Мы, однако, не теряем время. Прижимая большим пальцем по две-три спичечных головки к жерлу ключа, Колька набивает нашу пушечку «порохом». Один коробок уже там! Затем – другой! Колька многозначительно поглядывает на меня – чтоб я по достоинству оценил вместительность заряда нашей пушечки. Сопя и шморгая носом, Колька, пыхтит, кривит губы презрительно, точно видит очень страшный сон. Теперь Колька вынимает из кармана толстый гвоздь. Гвоздь тоже мне предъявлен на предмет оценки по достоинству. И впрямь замечательный гвоздь – новый совершенно, шестидюймовый гвоздяра! Где я видел такие гвозди? Ах, да – в порту. Там плотники ремонтировали причал. Не зря, значит, Колька там ошивался. Запасливый, – вот и добротный обрывок английского морского шпагата извлечен из того же кармана. Теперь уже Колька улыбается во весь свой щербатый и слюнявый рот. Он убежден, что я восхищаюсь им! Мы прячемся под узким навесом, вода течет мне прямо за ворот, в душе я уже чувствую одно лишь вялое любопытство. Куда делась романтика, сражение и пушечная пальба, пороховой дым и гром рвущихся ядер? Суворов, Измаил, и Рымник?.. Нет, это мало похоже на то, что я читал в книжке, что слышал от отца, от тети Клавы! А интересно, когда Леман переходил Сиваш-море, пушки, наверно, несли на себе. А может, так и стреляли, из пушек на вытянутых руках? Красиво! Колеса над морем, красные звезды на шлемах, зияющие черные жерла нацелены прямо на брюхатого Врангеля. Ясное дело, что, едва лишь завидев их, генерал сразу задал драпа! Эполеты падают, галифе с широкими лампасами вдрызг порваны и дымятся. Я представляю, как бежит генерал – брюхатый, коротконогий и задастый. Все-все как на плакатах гражданской войны. Смехота эта буржуазия!
– Ты чего? Держи, вот!.. Головкой дрыбалызнешь гвоздяру об угол, заезжего дома, об кирпичный фундамент. Прямо под окнами деревенского жлобья… Во, потеха будет!

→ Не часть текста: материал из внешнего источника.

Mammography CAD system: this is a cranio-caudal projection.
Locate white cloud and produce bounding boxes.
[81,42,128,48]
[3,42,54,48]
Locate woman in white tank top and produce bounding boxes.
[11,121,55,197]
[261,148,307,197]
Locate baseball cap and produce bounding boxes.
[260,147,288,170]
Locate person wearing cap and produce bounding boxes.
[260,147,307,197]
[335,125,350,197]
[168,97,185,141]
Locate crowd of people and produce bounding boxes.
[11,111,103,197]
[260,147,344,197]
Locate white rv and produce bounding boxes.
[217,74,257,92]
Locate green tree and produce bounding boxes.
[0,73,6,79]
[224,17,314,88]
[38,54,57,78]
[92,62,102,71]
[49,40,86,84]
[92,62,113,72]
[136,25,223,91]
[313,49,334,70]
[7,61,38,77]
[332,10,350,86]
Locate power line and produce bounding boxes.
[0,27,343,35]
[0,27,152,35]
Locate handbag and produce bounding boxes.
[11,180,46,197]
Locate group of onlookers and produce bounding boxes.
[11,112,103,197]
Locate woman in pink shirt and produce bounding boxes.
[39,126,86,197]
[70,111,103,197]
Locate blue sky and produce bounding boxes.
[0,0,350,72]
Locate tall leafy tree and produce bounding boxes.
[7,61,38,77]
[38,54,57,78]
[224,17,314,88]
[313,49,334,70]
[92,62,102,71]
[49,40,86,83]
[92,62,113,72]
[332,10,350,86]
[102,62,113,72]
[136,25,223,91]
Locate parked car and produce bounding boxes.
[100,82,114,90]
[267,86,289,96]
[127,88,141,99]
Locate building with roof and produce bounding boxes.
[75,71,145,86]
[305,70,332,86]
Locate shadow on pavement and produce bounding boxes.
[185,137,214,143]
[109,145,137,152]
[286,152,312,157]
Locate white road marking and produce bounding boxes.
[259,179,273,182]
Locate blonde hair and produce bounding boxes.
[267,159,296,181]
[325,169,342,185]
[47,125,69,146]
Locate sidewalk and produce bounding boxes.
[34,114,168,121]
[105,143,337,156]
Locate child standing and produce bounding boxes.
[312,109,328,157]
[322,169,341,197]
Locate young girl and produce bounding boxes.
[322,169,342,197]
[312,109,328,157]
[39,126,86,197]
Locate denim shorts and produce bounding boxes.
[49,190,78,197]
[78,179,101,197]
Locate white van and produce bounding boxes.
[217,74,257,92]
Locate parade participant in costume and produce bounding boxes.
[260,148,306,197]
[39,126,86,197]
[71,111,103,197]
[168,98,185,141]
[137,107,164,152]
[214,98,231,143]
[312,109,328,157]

– Я-а?.. – Странное великодушие! – У тебя лучше получится…
– Ты льешь пули! Мне это, что волку жилетку… Заздря по кустам трепать. Я еще не из таких пушечек палил!
Господи праведный! Для меня старался человек! Странное благодеяние! Я, оказывается, могу еще остаться неблагодарным!.. Нет, я не решусь усомниться в великодушии Кольки Мухи, ширмача херсонского Привоза! Умолкни сомнение – не хочу я прослыть трусом!.. К мужикам, или как теперь стали их называть, к колхозникам, я вовсе не питаю такого желчного презрения, как Колька Муха: У него это – профессиональное. Хороший тон у уркачей – презирать, даже ненавидеть тех, кто чаще всего становится их жертвой. А у кого же чаще всего воровал на привозном базаре Колька Муха, как не у этих колхозников, которых называет – «жлобье»? К тому же Колька Муха истый горожанин. Как многие подобные «личности», он как-то смутно различает спекулянтов и привозящих на городской рынок колхозников! Все они «жлобье», «мешки с деньгой», «жадюги». А чей он хлеб ест, уркач?

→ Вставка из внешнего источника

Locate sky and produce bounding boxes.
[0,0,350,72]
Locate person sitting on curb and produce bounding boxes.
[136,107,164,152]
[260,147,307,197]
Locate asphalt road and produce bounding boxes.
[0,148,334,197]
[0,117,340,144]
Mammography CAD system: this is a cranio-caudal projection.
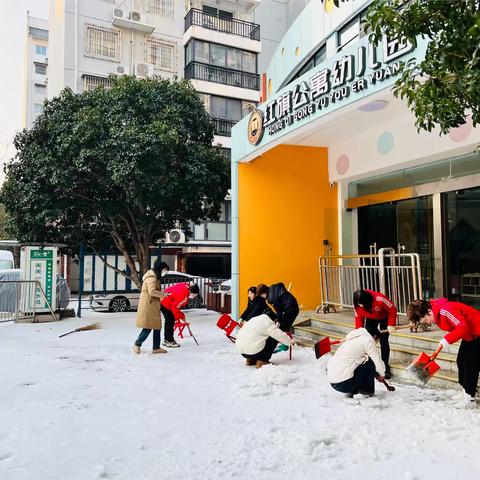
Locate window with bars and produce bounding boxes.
[85,24,121,62]
[83,75,110,92]
[145,38,175,72]
[147,0,174,18]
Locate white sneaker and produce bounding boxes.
[456,391,477,408]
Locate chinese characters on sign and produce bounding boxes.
[263,37,413,135]
[21,247,57,312]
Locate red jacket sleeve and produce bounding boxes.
[440,310,468,344]
[355,308,365,328]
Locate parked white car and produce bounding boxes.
[90,271,204,312]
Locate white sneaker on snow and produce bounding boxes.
[455,391,477,408]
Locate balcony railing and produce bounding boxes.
[185,8,260,40]
[212,118,237,137]
[185,62,260,90]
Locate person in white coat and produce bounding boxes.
[235,314,293,368]
[327,328,385,396]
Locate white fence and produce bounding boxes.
[317,248,422,315]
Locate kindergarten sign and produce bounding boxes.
[263,37,413,136]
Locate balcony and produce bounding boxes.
[212,118,237,137]
[185,8,260,41]
[185,62,260,90]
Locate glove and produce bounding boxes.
[438,338,450,348]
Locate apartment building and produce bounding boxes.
[27,0,308,276]
[23,12,48,128]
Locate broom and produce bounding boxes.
[58,323,101,338]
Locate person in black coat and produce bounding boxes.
[240,283,277,322]
[268,282,300,332]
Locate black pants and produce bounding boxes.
[331,359,375,395]
[162,305,175,342]
[242,337,278,362]
[457,338,480,397]
[135,328,160,350]
[279,310,299,332]
[365,318,390,370]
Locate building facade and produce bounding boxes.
[23,12,48,128]
[232,0,480,316]
[25,0,302,277]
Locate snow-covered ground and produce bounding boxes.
[0,311,480,480]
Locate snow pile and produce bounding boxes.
[0,311,480,480]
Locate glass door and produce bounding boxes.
[443,187,480,308]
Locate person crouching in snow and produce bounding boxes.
[407,298,480,408]
[353,290,397,379]
[235,314,293,368]
[162,283,200,348]
[327,328,385,397]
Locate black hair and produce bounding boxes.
[153,258,170,280]
[188,283,200,295]
[353,290,373,312]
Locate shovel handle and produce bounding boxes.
[382,379,395,392]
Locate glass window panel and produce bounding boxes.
[195,40,210,63]
[207,222,227,241]
[338,18,360,50]
[227,98,242,121]
[242,52,257,73]
[210,44,227,67]
[227,48,242,70]
[193,223,205,240]
[210,96,227,118]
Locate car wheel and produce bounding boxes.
[108,297,130,312]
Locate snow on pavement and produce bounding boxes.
[0,311,480,480]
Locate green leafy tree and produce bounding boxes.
[366,0,480,133]
[0,76,230,287]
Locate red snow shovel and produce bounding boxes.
[407,352,440,385]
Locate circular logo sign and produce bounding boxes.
[247,110,263,145]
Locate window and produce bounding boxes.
[194,41,210,63]
[83,75,110,92]
[145,38,175,72]
[210,95,242,121]
[202,5,233,19]
[85,24,120,62]
[34,83,47,97]
[185,40,257,73]
[337,10,369,51]
[35,45,47,57]
[147,0,174,18]
[35,63,47,75]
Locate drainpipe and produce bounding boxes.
[73,0,78,93]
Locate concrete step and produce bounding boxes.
[294,315,459,356]
[294,321,457,388]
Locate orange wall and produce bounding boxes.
[238,145,338,313]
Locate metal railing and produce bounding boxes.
[0,280,56,323]
[317,248,422,315]
[185,62,260,90]
[185,8,260,41]
[212,118,237,137]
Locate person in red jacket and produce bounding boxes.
[162,283,200,348]
[353,290,397,379]
[407,298,480,407]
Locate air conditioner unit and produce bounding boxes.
[165,229,185,243]
[129,12,146,23]
[135,63,154,78]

Уже полгода, как Кольку привели к Леману, а вот урка в нем сидит крепко. Он ест детдомовский пшенный суп, заедает его магаровой, коричневой, как печень бычья, кашей, подобно всем нам потом круто солит свою пайку хлебушка и тоже не спеша, растягивая удовольствие, поедает ее, – а вот блатную стать свою блюдет свято! И, значит, колхозники, чей хлеб он ест, для него – «жлобье». Сам ты, Колька, жлоб! Другой бы тебе съездил по шее, а я вот – трус, слушаю тебя, мало того – помогаю воровать ключи под видом пушечек и стрелять у людей над ухом… Эх, вернуться бы в комнату, за общий стол, уж лучше решить с полдесятка задачек на сложение многочленов или пусть даже на деление, которое так не люблю… Я прислушиваюсь – из комнат младшей группы ветер доносит обрывки песни. Ломкими детскими голосочками в этой песне знамени коммунизма велено виться над землей трудящихся масс. Это уже успела вернуться тетя Клава! Даже в воскресенье она в интернате. Сейчас она занимается младшими. Бывает ли она когда дома? Даже свою дочку, профессорскую дочку, востроглазую Аллочку, сюда привела, – та уже привыкла, словно дома-то у нее нет. А дом у Клавдии Петровны – хорошин, просторный, с голубыми наличниками, на дворе – коза. И книг в доме – видимо-невидимо! И не только профессорские, скучные. Я бывал в этом доме не раз. Хорошо мне там!.. Но что это тетя Клава – хор затеяла к празднику? «Ве-е-йся зна-мя ко-мму-низма на-а-д землей трудящих масс!..» – вовсю старается малышня!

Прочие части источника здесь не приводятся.